Mark Rothko (1903-1970) was a postwar American Abstract Expressionist whose colour field artworks have enraptured and challenged the art world since their conception in the mid 20th century angst that emerged from the depths of the depression and war. Whilst meditatively pervasive for some, Rothko’s works are regarded rather confronting due to their huge scale and unnerving potency on an emotional and psychological scale. As author Zadie Smith recently discussed in her New York Review essay “Man vs Corpse”, Rothko’s atypical paintings, such as Number 16 are the epitome of “something you don’t want to look at”, despite their obvious abstraction. Rothko’s work is recognized by his soft edged rectangular forms floating on stained fields of colour on large scaled canvases, a distinctive style that matured as a means to manifest the conflicting pain and numbness of the postwar era, and to explore aspects of ancient mythology, Nietzsche and Jungian philosophy, spirituality and his Russian-Jewish heritage. As he expressed in a 1957 interview, "If you are only moved by colour relationships, you are missing the point. I am interested in expressing the big emotions - tragedy, ecstasy, doom."
The artist’s painting process commenced with painting on unprimed canvas, initially brushing a thin layer of binder into which he had already mixed colour pigments. He would then fix this foundation with oils, spreading them around to the unframed edges of the canvas. Then, very lightly and quickly, he scumbled in thin, almost transparent colour in multiple individual layers of warm colour over cool, light over dark, and their vice-versas, allowing the luminance of the layers to float to the surface. Afterwards, Rothko would retreat back and gaze at his work for long stretches of time to review his last touches, plan his next, or declare it complete. The artist’s practice continued long after his “dramas” were finished. Not only did he simplify his titles down to bare description of number or colour, but he was moreover steadfast and emphatic in his conceptual insistence that his works were to be presented with particular lighting, hung at certain claustrophobic heights, not shown alongside anyone else’s work, and best viewed at 45cm away in order to experience the intimacy, awe, obscurity and transcendence of the individual as he intended: “The fact that people break down and cry when confronted with my pictures shows that I can communicate those basic human emotions.. the people who weep before my pictures are having the same religious experience I had when painting them.”

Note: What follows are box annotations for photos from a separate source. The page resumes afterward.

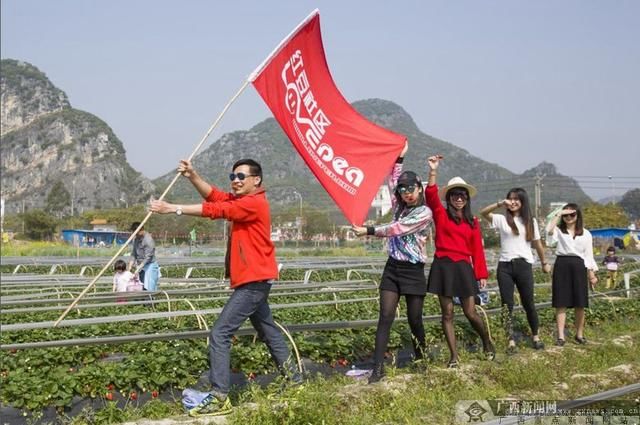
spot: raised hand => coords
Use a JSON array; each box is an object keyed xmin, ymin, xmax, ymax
[
  {"xmin": 178, "ymin": 159, "xmax": 195, "ymax": 178},
  {"xmin": 351, "ymin": 226, "xmax": 367, "ymax": 236},
  {"xmin": 427, "ymin": 155, "xmax": 444, "ymax": 170}
]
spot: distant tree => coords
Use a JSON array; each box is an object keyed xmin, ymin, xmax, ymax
[
  {"xmin": 582, "ymin": 204, "xmax": 629, "ymax": 229},
  {"xmin": 618, "ymin": 188, "xmax": 640, "ymax": 220},
  {"xmin": 45, "ymin": 180, "xmax": 71, "ymax": 218},
  {"xmin": 20, "ymin": 210, "xmax": 57, "ymax": 240}
]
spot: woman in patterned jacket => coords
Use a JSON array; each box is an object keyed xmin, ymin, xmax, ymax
[{"xmin": 353, "ymin": 144, "xmax": 432, "ymax": 383}]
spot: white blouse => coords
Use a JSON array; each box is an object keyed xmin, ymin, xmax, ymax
[
  {"xmin": 491, "ymin": 214, "xmax": 540, "ymax": 264},
  {"xmin": 551, "ymin": 227, "xmax": 598, "ymax": 272}
]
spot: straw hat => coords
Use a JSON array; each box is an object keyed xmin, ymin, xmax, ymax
[{"xmin": 440, "ymin": 176, "xmax": 478, "ymax": 198}]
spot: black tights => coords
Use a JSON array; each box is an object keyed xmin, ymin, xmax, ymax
[
  {"xmin": 497, "ymin": 260, "xmax": 539, "ymax": 339},
  {"xmin": 438, "ymin": 295, "xmax": 494, "ymax": 361},
  {"xmin": 373, "ymin": 290, "xmax": 425, "ymax": 363}
]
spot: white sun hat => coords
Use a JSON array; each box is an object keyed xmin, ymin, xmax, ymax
[{"xmin": 440, "ymin": 176, "xmax": 478, "ymax": 198}]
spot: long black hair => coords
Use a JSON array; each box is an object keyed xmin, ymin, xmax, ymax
[
  {"xmin": 445, "ymin": 186, "xmax": 474, "ymax": 228},
  {"xmin": 558, "ymin": 202, "xmax": 584, "ymax": 239},
  {"xmin": 507, "ymin": 187, "xmax": 533, "ymax": 242}
]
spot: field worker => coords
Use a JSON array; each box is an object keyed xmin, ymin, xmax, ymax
[
  {"xmin": 129, "ymin": 221, "xmax": 160, "ymax": 292},
  {"xmin": 425, "ymin": 155, "xmax": 495, "ymax": 368},
  {"xmin": 352, "ymin": 144, "xmax": 432, "ymax": 384},
  {"xmin": 150, "ymin": 159, "xmax": 302, "ymax": 416}
]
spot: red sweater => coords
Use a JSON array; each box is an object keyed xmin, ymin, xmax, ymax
[
  {"xmin": 424, "ymin": 185, "xmax": 489, "ymax": 280},
  {"xmin": 202, "ymin": 186, "xmax": 278, "ymax": 288}
]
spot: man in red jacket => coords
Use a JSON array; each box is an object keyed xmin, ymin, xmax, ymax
[{"xmin": 150, "ymin": 159, "xmax": 302, "ymax": 416}]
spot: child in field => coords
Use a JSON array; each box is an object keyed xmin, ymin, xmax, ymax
[{"xmin": 602, "ymin": 246, "xmax": 621, "ymax": 289}]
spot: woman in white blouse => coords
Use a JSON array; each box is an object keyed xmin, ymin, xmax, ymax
[
  {"xmin": 546, "ymin": 203, "xmax": 598, "ymax": 346},
  {"xmin": 480, "ymin": 187, "xmax": 551, "ymax": 354}
]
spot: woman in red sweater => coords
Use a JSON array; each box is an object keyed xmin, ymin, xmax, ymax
[{"xmin": 424, "ymin": 155, "xmax": 495, "ymax": 368}]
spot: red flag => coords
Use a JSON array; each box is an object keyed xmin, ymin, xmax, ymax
[{"xmin": 249, "ymin": 10, "xmax": 406, "ymax": 224}]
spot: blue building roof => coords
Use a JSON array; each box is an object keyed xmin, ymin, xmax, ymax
[{"xmin": 62, "ymin": 229, "xmax": 131, "ymax": 246}]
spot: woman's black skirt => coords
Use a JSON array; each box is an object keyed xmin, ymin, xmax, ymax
[
  {"xmin": 427, "ymin": 257, "xmax": 478, "ymax": 299},
  {"xmin": 551, "ymin": 256, "xmax": 589, "ymax": 308},
  {"xmin": 380, "ymin": 257, "xmax": 427, "ymax": 295}
]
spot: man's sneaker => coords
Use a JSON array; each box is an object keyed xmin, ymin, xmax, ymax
[
  {"xmin": 182, "ymin": 388, "xmax": 209, "ymax": 411},
  {"xmin": 189, "ymin": 393, "xmax": 233, "ymax": 416},
  {"xmin": 287, "ymin": 371, "xmax": 304, "ymax": 387}
]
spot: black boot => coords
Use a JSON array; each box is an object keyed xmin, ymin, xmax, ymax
[{"xmin": 369, "ymin": 363, "xmax": 384, "ymax": 384}]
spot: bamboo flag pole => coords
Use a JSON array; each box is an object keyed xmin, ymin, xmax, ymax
[{"xmin": 53, "ymin": 79, "xmax": 249, "ymax": 328}]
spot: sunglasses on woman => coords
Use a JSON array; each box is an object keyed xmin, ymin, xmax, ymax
[
  {"xmin": 229, "ymin": 173, "xmax": 256, "ymax": 181},
  {"xmin": 398, "ymin": 184, "xmax": 417, "ymax": 195}
]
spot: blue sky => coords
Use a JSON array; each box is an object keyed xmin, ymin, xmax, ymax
[{"xmin": 0, "ymin": 0, "xmax": 640, "ymax": 199}]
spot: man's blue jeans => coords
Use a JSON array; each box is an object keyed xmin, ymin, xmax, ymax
[{"xmin": 209, "ymin": 282, "xmax": 289, "ymax": 394}]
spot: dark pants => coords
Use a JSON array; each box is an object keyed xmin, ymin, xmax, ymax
[
  {"xmin": 209, "ymin": 282, "xmax": 289, "ymax": 394},
  {"xmin": 497, "ymin": 258, "xmax": 539, "ymax": 339}
]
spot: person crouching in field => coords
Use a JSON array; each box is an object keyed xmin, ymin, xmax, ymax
[
  {"xmin": 112, "ymin": 260, "xmax": 135, "ymax": 303},
  {"xmin": 352, "ymin": 144, "xmax": 432, "ymax": 383},
  {"xmin": 546, "ymin": 203, "xmax": 598, "ymax": 346},
  {"xmin": 602, "ymin": 246, "xmax": 622, "ymax": 289},
  {"xmin": 425, "ymin": 155, "xmax": 495, "ymax": 368}
]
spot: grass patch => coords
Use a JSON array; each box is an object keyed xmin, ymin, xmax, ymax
[{"xmin": 219, "ymin": 318, "xmax": 640, "ymax": 425}]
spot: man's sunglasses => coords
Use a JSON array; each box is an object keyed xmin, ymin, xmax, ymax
[
  {"xmin": 398, "ymin": 184, "xmax": 417, "ymax": 195},
  {"xmin": 229, "ymin": 173, "xmax": 256, "ymax": 181},
  {"xmin": 449, "ymin": 190, "xmax": 469, "ymax": 201}
]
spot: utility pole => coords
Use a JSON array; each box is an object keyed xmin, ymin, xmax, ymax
[
  {"xmin": 293, "ymin": 191, "xmax": 302, "ymax": 240},
  {"xmin": 609, "ymin": 176, "xmax": 616, "ymax": 204},
  {"xmin": 534, "ymin": 173, "xmax": 547, "ymax": 219},
  {"xmin": 71, "ymin": 179, "xmax": 76, "ymax": 217}
]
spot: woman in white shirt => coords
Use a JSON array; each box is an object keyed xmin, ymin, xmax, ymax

Rothko ultimately focused on spatial relationships, colour, and their emotional weight creating vertically stacked forms of different shades that had the power to radiate and emit inner glow in buoyant yellows, as well as absorb the responder in oppressive darkness and the tension in the gaps between the forms that he entitled the “violence”. Believing that art was a vehicle for reflection fundamental for resonating on spiritual levels, the artist’s ideals and own diminishing psychological and physical health are highlighted in his colours becoming progressively darker until his suicide at age 66. The New York School of Abstract Expressionist painters in which Rothko was an active member also shared this focus on self-awareness and the contemplation of existential themes. As an assembly of eminent artists of the late 1940s-50s, they combined elements of Surrealism and Abstraction to generate a new style that imbued the profound postwar mood of anxiety and trauma. The celebrated group was composed of prolific artists including Jackson Pollock and Willem de Kooning, and is remembered as an innovative and pioneering force in art at the time, as well as for their diverse expressive styles and intriguing individual personalities.
In order to appreciate Mark Rothko’s contribution to modern art history, one can only grasp the true stirring nature of his paintings in the flesh. Totally immersive, intimate, compelling and completely frustrating, but once those shrouded clouds clear…reach for the tissue.